Never having read a "romance" novel, I picked up Outlander not realizing it fell, loosely, in the genre. I was hooked by it and devoured all four novels. (I think Drums of Autumn comes closest to Outlander in sheer enjoyment -- my personal aside.) I will now read several recommended "romance" novelists -- perhaps only to discover why certain regular romance readers did not love Outlander and its sequels! But I will keep my hopes high! I like your writing style! Cleverly constructed, well phrased. Keep up your own writing.

REVIEWS:
*- The Outlander series is really good and now I am hooked on them just like all my freinds. Well, before I read any book series I HAVE to get most of them before I start to read any of them and I hate to read novels out of sequence. Outlander was a delight! My friends were RIGHT! It WAS good and I did like it! I too fell in love with Jamie. In fact I felt sorry for the bloke! What he went through!! I cried for him, hurt for him, was enraged with everything he went through, right along with the heroine. I wanted to pummel Captain Randell so many times, even wanted to smack Jamie a couple of times for being so stubborn! Gabaldon not only brought the characters to life but the time period as well. I really felt I was in Jacobite Scotland. She is an extraordinary storyteller. The book was suspenseful and filled with intrique as well as with romance. I'd still like to know who hit Jamie on the back of the head. She never really explained that. Several characters where suspected, but none admitted to it. While slow in places, especially when the heroine was talking about the historical aspects of the time period or something that had to do with healing, the book had a nice pace and did keep me interested until the end. In fact when I reached the end I wanted MORE! Thank goodness there IS a second book! I have begun Dragonfly in Amber and already it has me intrigued and in tears! *- Be warned, you won't get anything else done while reading it. Now, I wouldn't go around calling it academic literature or anything, but as an escapist novel, it is divine. I hate romance fussy stuff, *never* read romance novels, and I adored this book. Yet it is about a love story, and it has plenty of 'adult fun time' described in it to support the romantic relationship the two main characters have to each other. So a romance novel it is I suppose. And yet one that is well written, tight, with great plot control and well developed characters; tense thrills and wonderfully researched history. It is one of the rare novels in which, after putting it aside for a few days, I still have to remind myself that the characters are not real and I am not, in fact, living in 18th century Scotland and my

husband will laugh at me if I talk with a brogue.
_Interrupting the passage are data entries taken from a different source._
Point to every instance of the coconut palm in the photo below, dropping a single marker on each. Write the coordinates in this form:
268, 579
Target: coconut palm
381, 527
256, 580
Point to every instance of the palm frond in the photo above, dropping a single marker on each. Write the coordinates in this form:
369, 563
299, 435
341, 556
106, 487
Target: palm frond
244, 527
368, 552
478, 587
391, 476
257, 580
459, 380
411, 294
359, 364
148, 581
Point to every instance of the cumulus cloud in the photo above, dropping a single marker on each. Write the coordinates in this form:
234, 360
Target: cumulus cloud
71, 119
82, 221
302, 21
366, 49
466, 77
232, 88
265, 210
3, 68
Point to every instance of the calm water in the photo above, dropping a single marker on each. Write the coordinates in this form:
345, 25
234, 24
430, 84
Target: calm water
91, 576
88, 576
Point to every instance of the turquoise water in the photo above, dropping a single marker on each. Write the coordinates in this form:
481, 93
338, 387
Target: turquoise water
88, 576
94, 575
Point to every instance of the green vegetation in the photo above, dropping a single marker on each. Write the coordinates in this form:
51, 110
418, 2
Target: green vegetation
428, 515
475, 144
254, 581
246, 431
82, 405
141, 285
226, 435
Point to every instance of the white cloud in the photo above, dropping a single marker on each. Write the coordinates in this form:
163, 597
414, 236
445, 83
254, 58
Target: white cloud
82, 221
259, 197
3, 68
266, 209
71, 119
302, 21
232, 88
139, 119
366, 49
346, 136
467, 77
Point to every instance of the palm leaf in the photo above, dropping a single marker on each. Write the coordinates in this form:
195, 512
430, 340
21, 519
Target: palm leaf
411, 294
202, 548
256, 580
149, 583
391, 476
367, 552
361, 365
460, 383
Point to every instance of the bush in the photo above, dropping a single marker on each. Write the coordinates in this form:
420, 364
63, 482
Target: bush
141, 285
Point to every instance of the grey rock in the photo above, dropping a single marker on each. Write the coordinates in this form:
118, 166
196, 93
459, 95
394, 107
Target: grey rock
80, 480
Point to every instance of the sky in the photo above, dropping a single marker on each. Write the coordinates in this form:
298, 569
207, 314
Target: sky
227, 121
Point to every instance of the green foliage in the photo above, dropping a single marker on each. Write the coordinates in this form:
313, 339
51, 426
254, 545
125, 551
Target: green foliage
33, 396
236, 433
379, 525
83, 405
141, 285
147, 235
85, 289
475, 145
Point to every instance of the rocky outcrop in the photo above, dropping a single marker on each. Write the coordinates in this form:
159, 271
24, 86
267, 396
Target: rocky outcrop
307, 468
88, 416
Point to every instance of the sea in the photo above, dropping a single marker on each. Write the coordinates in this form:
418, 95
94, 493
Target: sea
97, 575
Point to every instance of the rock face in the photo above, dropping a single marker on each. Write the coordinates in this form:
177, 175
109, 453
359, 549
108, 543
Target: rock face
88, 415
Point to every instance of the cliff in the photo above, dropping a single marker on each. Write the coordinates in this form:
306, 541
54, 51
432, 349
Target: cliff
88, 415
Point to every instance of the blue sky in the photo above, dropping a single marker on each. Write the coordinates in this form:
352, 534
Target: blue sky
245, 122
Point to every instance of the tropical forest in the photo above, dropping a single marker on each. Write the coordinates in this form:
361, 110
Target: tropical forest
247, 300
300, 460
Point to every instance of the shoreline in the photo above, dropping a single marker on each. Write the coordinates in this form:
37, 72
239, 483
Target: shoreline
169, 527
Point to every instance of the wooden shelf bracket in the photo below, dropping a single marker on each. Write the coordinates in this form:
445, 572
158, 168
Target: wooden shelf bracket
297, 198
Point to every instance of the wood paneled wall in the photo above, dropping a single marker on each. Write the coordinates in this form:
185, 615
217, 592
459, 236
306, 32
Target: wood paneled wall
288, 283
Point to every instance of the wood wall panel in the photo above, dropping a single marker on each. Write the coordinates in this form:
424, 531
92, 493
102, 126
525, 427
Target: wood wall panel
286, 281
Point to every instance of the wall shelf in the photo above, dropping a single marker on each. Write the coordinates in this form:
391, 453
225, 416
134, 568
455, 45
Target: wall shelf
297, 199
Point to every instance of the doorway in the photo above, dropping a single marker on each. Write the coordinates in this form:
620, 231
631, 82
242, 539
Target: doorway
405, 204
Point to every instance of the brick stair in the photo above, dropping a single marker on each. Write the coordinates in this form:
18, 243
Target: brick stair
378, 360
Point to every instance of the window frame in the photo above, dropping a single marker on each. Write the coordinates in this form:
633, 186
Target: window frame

It's so incredibly engaging! I enjoyed every minute of this work. I highly recommend it. *- Outlander, the first book in Gabaldon's Outlander Series, is one of the best books I've ever read! Claire and her husband go to Scotland for a second honeymoon shortly after WWII. While on a walk, Claire touches a stone and is transported back to Scotland in the 1700's. She meets Jamie Frasier and their incredible love affair, adventure, epic saga beings. There is something for everyone in Gabaldon's Outlander series: history, adventure, romance, time travel, warfare, even a touch of veiled eroticism here and there. Do not be afraid of the size of Gabaldon's books - you will be sad when they end and look forward to the next one with much anticipation.